Engellilere yönelik şiddetin de geçmiş yıllara göre çok daha fazla yaşandığının hatırlatılması üzerine konuşan Bektaş, "Engelli çocuklara zorbalığı önlemenin tek yolu eğitimden geçiyor. Engelli çocuklarımızın akran şiddetinden korunması bilinç değişimi ile mümkün. Engellilik konusunda ebeveynler ve öğretmenlerin kullandığı iletişim dilinin doğru olması, çocuklar arasındaki bireysel farkların tanınması ve kabul edilmesi önem arz ediyor" açıklamasında bulundu. 
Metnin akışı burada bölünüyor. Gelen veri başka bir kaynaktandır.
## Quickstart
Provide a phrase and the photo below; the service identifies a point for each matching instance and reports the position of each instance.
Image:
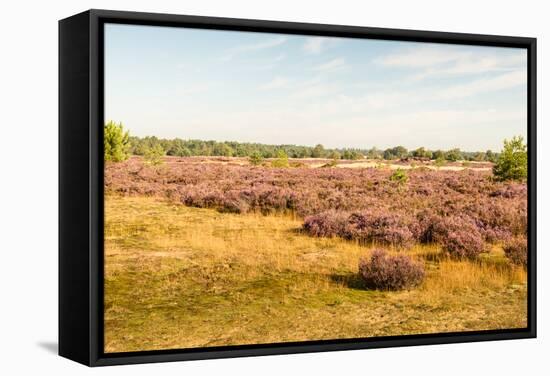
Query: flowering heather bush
(365, 226)
(516, 251)
(328, 224)
(355, 203)
(386, 272)
(464, 244)
(379, 227)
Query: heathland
(210, 251)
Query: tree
(116, 142)
(454, 155)
(153, 155)
(178, 148)
(421, 152)
(222, 149)
(397, 152)
(490, 156)
(512, 161)
(439, 154)
(334, 155)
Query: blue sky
(288, 89)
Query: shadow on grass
(350, 280)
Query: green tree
(421, 152)
(153, 155)
(116, 142)
(512, 161)
(490, 156)
(454, 155)
(334, 155)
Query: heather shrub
(256, 159)
(387, 272)
(329, 223)
(387, 228)
(399, 176)
(154, 154)
(464, 244)
(516, 251)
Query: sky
(290, 89)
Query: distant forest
(187, 148)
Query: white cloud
(420, 57)
(332, 65)
(266, 44)
(438, 61)
(315, 45)
(503, 81)
(276, 83)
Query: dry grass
(179, 277)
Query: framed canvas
(232, 187)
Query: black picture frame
(81, 185)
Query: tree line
(510, 163)
(186, 148)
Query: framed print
(236, 187)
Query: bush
(329, 223)
(516, 251)
(115, 142)
(386, 272)
(256, 159)
(281, 161)
(464, 244)
(379, 227)
(399, 176)
(512, 162)
(153, 155)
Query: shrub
(256, 159)
(464, 244)
(516, 251)
(386, 272)
(399, 176)
(512, 162)
(153, 155)
(329, 223)
(115, 142)
(281, 161)
(379, 227)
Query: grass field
(181, 277)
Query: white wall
(28, 209)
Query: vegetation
(186, 148)
(215, 244)
(181, 277)
(282, 159)
(153, 155)
(256, 159)
(399, 176)
(516, 250)
(512, 162)
(389, 272)
(115, 142)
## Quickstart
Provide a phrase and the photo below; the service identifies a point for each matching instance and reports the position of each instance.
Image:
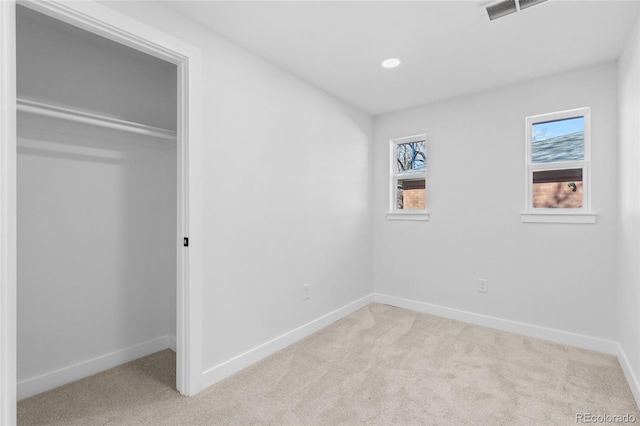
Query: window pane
(557, 189)
(411, 157)
(560, 140)
(411, 195)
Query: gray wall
(96, 208)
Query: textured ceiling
(447, 48)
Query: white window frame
(559, 215)
(400, 214)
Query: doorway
(96, 192)
(110, 24)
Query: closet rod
(68, 114)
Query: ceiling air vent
(498, 9)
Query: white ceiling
(447, 48)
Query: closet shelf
(77, 116)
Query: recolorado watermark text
(605, 418)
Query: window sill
(409, 215)
(558, 217)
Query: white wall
(96, 209)
(560, 277)
(286, 195)
(629, 204)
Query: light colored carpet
(380, 365)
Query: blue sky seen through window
(559, 140)
(552, 129)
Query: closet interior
(97, 233)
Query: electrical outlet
(305, 292)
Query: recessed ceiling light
(391, 62)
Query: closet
(96, 188)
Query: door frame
(109, 23)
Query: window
(557, 168)
(408, 179)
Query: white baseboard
(553, 335)
(232, 366)
(629, 375)
(48, 381)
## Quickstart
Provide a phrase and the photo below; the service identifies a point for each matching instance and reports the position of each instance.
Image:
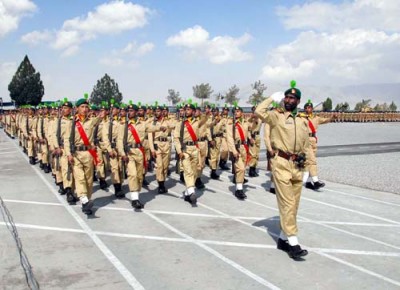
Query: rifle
(233, 159)
(71, 144)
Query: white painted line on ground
(215, 253)
(362, 197)
(132, 281)
(209, 242)
(359, 268)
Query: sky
(151, 46)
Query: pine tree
(105, 90)
(26, 87)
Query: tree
(173, 97)
(202, 91)
(392, 107)
(26, 88)
(327, 105)
(231, 95)
(363, 105)
(342, 107)
(105, 90)
(257, 97)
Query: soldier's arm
(177, 141)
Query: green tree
(26, 88)
(327, 105)
(257, 96)
(363, 105)
(231, 96)
(202, 91)
(173, 97)
(105, 90)
(392, 107)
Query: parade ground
(350, 230)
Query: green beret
(81, 102)
(293, 90)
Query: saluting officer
(290, 142)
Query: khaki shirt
(288, 133)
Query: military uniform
(289, 140)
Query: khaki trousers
(83, 173)
(190, 165)
(135, 170)
(288, 184)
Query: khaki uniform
(83, 161)
(289, 134)
(160, 143)
(191, 161)
(111, 147)
(236, 145)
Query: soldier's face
(83, 110)
(290, 102)
(131, 113)
(189, 112)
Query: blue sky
(149, 47)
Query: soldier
(81, 153)
(186, 144)
(224, 146)
(131, 149)
(110, 131)
(290, 142)
(255, 148)
(310, 177)
(238, 134)
(160, 146)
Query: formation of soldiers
(81, 144)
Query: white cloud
(11, 12)
(357, 14)
(36, 37)
(106, 19)
(218, 50)
(127, 55)
(351, 56)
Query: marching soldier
(238, 134)
(130, 147)
(160, 146)
(255, 148)
(290, 142)
(81, 153)
(186, 144)
(109, 137)
(310, 177)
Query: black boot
(103, 183)
(222, 165)
(61, 190)
(161, 187)
(199, 184)
(87, 207)
(71, 199)
(214, 174)
(118, 190)
(46, 168)
(240, 194)
(137, 204)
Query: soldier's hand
(70, 159)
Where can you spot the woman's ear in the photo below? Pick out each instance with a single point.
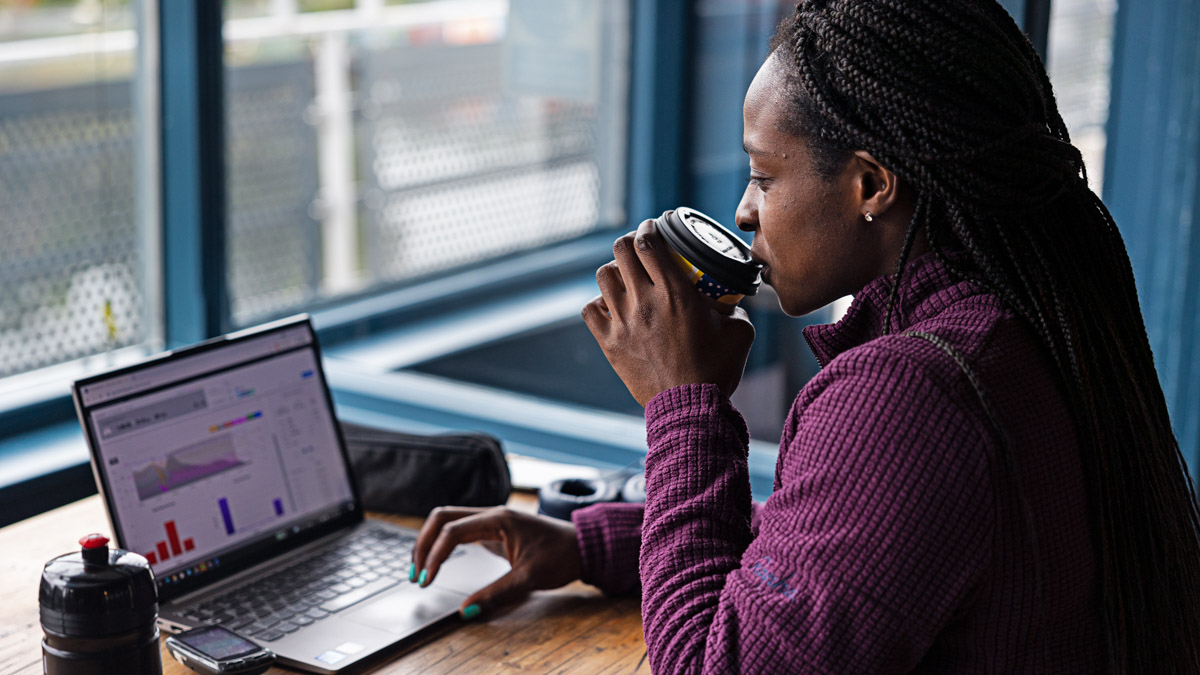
(877, 189)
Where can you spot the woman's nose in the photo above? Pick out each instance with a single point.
(747, 216)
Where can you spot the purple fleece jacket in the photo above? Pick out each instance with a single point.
(894, 539)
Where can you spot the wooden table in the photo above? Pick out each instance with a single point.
(571, 629)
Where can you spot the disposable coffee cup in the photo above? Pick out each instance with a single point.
(715, 260)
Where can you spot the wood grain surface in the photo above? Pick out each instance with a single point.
(571, 629)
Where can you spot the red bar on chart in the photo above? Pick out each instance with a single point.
(173, 537)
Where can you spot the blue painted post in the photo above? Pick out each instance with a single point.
(659, 109)
(193, 197)
(1152, 186)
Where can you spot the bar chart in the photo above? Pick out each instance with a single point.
(171, 547)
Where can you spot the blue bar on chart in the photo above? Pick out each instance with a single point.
(226, 515)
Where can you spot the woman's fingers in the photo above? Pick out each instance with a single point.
(654, 258)
(437, 519)
(508, 589)
(612, 287)
(486, 525)
(597, 316)
(633, 273)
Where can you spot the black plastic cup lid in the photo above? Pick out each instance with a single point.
(708, 245)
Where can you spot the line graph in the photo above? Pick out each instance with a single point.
(187, 465)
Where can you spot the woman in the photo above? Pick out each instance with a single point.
(982, 477)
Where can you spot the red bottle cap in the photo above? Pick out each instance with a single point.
(94, 542)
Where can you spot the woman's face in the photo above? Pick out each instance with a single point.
(809, 231)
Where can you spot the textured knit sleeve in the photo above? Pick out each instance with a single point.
(879, 529)
(609, 536)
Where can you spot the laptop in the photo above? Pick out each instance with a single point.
(225, 466)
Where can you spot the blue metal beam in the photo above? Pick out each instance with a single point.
(659, 111)
(1152, 186)
(193, 198)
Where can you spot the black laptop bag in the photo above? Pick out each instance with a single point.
(411, 473)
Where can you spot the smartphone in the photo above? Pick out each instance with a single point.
(216, 650)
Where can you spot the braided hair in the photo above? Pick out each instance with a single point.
(953, 99)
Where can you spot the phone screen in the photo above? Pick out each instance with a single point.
(217, 643)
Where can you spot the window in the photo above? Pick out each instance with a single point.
(76, 274)
(373, 143)
(1080, 64)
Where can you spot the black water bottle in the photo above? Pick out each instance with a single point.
(99, 609)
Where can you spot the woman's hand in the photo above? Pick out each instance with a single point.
(543, 551)
(657, 330)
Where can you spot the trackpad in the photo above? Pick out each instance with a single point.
(406, 610)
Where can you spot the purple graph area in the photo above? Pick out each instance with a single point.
(187, 465)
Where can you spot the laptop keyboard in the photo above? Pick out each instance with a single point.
(366, 562)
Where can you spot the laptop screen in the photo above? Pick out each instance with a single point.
(211, 451)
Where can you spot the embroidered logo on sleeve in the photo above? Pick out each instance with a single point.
(781, 586)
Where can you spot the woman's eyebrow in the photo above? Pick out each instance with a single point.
(751, 150)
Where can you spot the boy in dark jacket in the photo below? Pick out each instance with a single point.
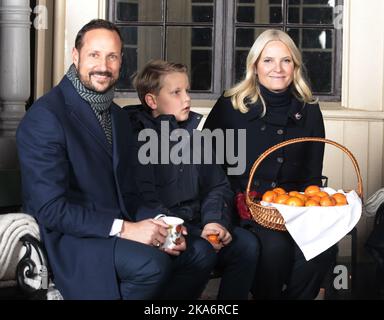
(172, 180)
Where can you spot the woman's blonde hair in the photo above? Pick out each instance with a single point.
(248, 90)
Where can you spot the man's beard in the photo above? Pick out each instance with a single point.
(87, 82)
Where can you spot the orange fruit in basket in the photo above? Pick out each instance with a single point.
(281, 198)
(316, 198)
(327, 201)
(301, 196)
(312, 203)
(341, 199)
(322, 194)
(213, 238)
(311, 190)
(269, 196)
(279, 191)
(294, 202)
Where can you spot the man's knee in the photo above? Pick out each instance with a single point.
(202, 254)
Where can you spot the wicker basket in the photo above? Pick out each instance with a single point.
(270, 217)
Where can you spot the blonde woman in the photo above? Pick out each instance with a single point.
(274, 103)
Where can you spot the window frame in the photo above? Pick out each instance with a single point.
(223, 51)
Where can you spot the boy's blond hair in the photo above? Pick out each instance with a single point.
(150, 78)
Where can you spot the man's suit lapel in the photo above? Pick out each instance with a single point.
(84, 114)
(121, 133)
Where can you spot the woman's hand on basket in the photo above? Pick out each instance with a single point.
(223, 235)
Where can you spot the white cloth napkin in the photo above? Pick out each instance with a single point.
(315, 229)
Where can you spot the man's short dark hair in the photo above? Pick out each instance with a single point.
(96, 24)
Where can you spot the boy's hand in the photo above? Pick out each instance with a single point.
(177, 249)
(223, 237)
(147, 231)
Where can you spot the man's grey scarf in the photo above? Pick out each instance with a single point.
(100, 102)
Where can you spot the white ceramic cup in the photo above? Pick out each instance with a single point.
(174, 231)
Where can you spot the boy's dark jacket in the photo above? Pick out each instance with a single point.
(197, 193)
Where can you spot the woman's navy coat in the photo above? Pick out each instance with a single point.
(292, 167)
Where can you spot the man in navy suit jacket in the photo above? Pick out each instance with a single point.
(75, 152)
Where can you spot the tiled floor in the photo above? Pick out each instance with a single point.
(366, 286)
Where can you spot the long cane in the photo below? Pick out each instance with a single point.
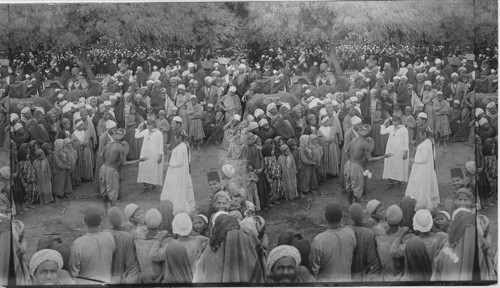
(212, 134)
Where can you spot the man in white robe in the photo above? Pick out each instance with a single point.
(151, 170)
(396, 167)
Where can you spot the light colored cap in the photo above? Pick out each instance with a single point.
(182, 224)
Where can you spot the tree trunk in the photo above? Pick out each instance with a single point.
(86, 64)
(334, 61)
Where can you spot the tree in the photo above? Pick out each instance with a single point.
(447, 22)
(79, 26)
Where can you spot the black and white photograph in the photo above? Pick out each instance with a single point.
(307, 143)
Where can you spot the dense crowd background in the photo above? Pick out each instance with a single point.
(60, 114)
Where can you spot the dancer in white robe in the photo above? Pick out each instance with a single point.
(178, 186)
(423, 180)
(151, 170)
(396, 167)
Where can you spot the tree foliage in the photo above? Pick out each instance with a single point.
(447, 22)
(218, 24)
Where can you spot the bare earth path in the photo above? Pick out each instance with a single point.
(305, 215)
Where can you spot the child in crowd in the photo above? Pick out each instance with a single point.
(200, 225)
(409, 122)
(251, 188)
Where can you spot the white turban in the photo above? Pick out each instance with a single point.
(45, 255)
(228, 170)
(280, 252)
(355, 120)
(13, 117)
(258, 112)
(490, 105)
(110, 124)
(422, 115)
(252, 126)
(479, 112)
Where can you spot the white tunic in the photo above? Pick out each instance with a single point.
(423, 180)
(178, 186)
(395, 167)
(152, 147)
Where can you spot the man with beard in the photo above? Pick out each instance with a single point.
(283, 266)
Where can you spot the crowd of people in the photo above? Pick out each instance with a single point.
(155, 109)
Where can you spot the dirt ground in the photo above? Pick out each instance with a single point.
(305, 215)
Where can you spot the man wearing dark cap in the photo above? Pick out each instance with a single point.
(332, 250)
(92, 254)
(125, 268)
(359, 151)
(5, 235)
(37, 129)
(113, 157)
(366, 265)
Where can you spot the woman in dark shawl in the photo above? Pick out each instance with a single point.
(166, 209)
(252, 152)
(231, 255)
(417, 262)
(178, 268)
(304, 248)
(18, 192)
(407, 205)
(460, 126)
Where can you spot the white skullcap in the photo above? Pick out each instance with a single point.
(182, 224)
(228, 170)
(482, 121)
(479, 112)
(355, 120)
(13, 117)
(258, 112)
(422, 115)
(490, 105)
(110, 124)
(280, 252)
(45, 255)
(252, 126)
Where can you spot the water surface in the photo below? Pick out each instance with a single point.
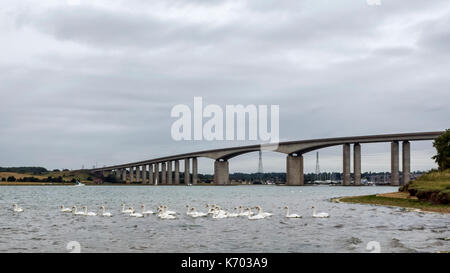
(42, 228)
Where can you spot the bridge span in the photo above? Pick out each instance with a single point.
(166, 170)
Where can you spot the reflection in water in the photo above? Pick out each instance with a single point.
(43, 228)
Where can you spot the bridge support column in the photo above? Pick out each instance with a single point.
(124, 175)
(177, 172)
(294, 170)
(346, 165)
(163, 173)
(138, 174)
(406, 162)
(221, 172)
(144, 174)
(194, 171)
(131, 175)
(169, 172)
(187, 175)
(117, 173)
(394, 164)
(150, 174)
(357, 164)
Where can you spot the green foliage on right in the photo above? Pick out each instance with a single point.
(442, 145)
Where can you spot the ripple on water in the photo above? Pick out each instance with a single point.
(42, 224)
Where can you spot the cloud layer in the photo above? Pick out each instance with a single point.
(94, 83)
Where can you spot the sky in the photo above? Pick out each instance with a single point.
(94, 82)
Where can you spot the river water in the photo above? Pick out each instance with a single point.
(43, 228)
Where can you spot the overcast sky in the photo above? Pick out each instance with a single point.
(95, 83)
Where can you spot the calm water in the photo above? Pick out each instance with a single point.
(42, 228)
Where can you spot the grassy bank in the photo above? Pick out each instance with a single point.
(398, 201)
(433, 186)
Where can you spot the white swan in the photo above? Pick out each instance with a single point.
(188, 210)
(162, 214)
(218, 214)
(137, 215)
(245, 213)
(195, 214)
(167, 217)
(254, 217)
(260, 212)
(105, 214)
(233, 214)
(291, 215)
(63, 209)
(210, 209)
(126, 211)
(75, 212)
(146, 212)
(17, 208)
(170, 212)
(88, 213)
(320, 215)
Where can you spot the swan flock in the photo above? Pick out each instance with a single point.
(213, 211)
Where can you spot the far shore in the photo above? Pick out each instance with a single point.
(395, 199)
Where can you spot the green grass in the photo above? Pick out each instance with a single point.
(397, 202)
(433, 186)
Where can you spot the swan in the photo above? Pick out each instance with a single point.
(245, 213)
(291, 215)
(254, 217)
(126, 211)
(210, 209)
(105, 214)
(320, 215)
(167, 217)
(65, 209)
(75, 212)
(166, 211)
(196, 214)
(188, 210)
(17, 208)
(219, 215)
(146, 212)
(137, 215)
(233, 214)
(260, 212)
(88, 213)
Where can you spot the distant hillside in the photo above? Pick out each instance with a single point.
(29, 170)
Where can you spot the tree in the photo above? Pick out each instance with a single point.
(11, 179)
(442, 145)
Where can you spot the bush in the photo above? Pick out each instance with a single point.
(442, 145)
(11, 179)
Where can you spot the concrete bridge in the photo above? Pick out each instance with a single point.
(166, 170)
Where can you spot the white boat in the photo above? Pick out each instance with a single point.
(79, 184)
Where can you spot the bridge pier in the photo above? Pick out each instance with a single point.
(131, 175)
(346, 164)
(221, 172)
(394, 164)
(194, 171)
(124, 175)
(150, 174)
(406, 162)
(294, 170)
(117, 173)
(144, 174)
(187, 176)
(138, 174)
(177, 172)
(357, 164)
(169, 172)
(163, 173)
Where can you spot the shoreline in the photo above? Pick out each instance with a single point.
(388, 200)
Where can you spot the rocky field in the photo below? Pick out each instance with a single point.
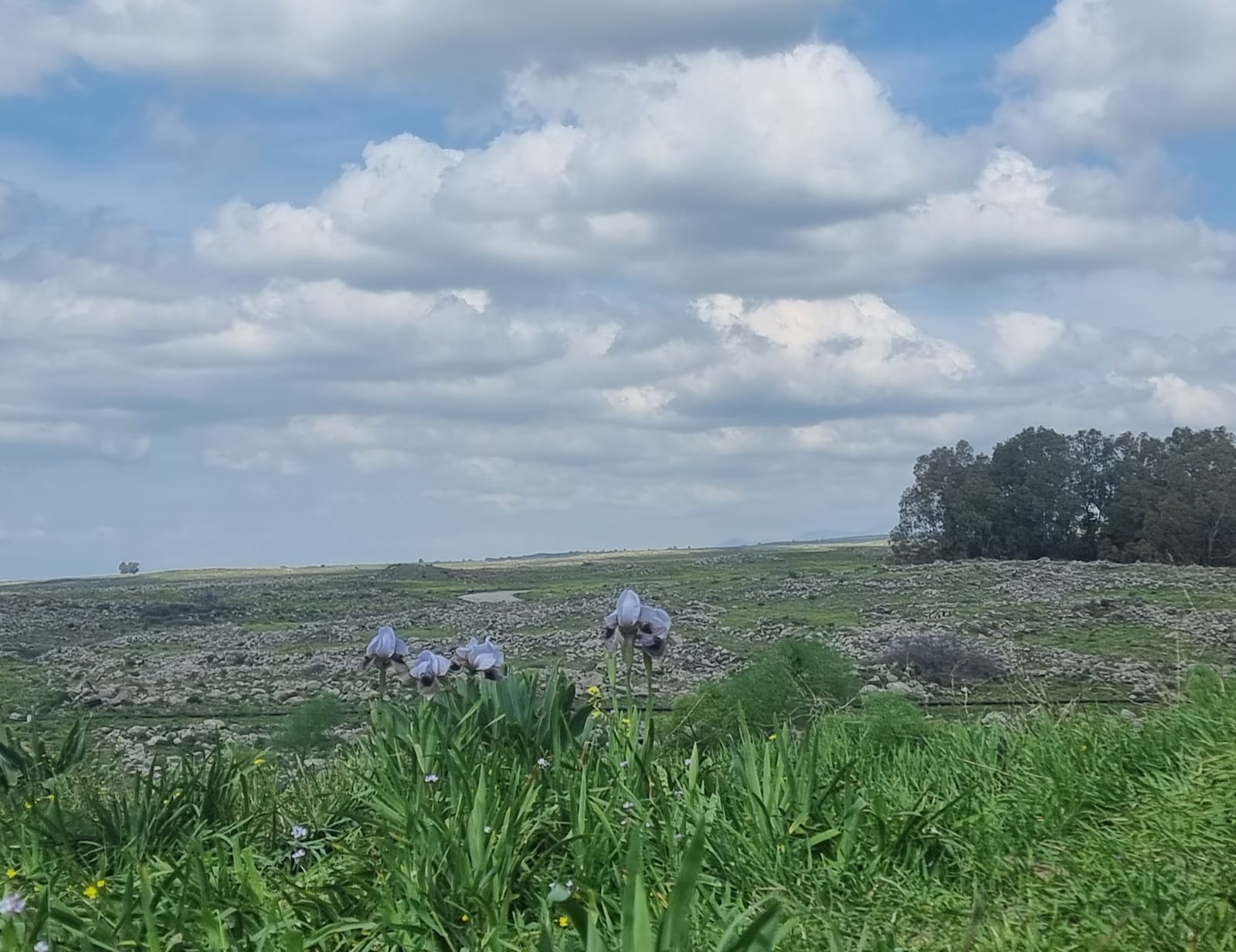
(179, 659)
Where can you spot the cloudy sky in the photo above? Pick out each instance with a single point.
(301, 280)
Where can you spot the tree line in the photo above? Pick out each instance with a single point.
(1083, 496)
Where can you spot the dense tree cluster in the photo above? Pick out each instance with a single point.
(1083, 496)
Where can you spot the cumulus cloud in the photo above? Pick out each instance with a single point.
(1190, 404)
(284, 42)
(1119, 73)
(694, 276)
(1023, 340)
(788, 173)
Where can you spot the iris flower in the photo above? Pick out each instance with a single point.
(430, 671)
(486, 659)
(386, 651)
(646, 626)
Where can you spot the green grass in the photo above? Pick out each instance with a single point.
(1139, 642)
(871, 828)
"AŞIRI POHPOHLANMIŞ ÇOCUKLAR DAVRANIŞ PROBLEMİ SERGİLEYEBİLİR"

"İyi aile" olarak tabir edilebilecek ailelerin çocuklarında da akran zorbalığına rastlanmasının nedenlerini de anlatan Psikolog Bektaş, "Dışarıdan bakıldığında 'iyi aile' gibi gözüken ancak çocukların her istediklerini yapmış, onlara hiç hayır dememiş, ailesi tarafından aşırı pohpohlanmış çocuklarda çevrelerine karşı davranış problemleri sergileyebilir. Çocuğun psikolojik sorunlarının ya da davranış bozukluğunun olması akran zorbalığına başvurma nedenlerinden biridir. Çocukların zorbalık yapma sebepleri incelendiğinde ülkemizde 'güvensizlik ve güven eksikliği' de ön plana çıkıyor. Bununla birlikte arkadaş baskısı ve ön yargı da zorbalığın tetikleyicisi olabiliyor. Ayrıca sosyal medyanın hayatımıza girmesiyle her türlü şiddetin daha da görünür olmasına yol açtı" dedi. 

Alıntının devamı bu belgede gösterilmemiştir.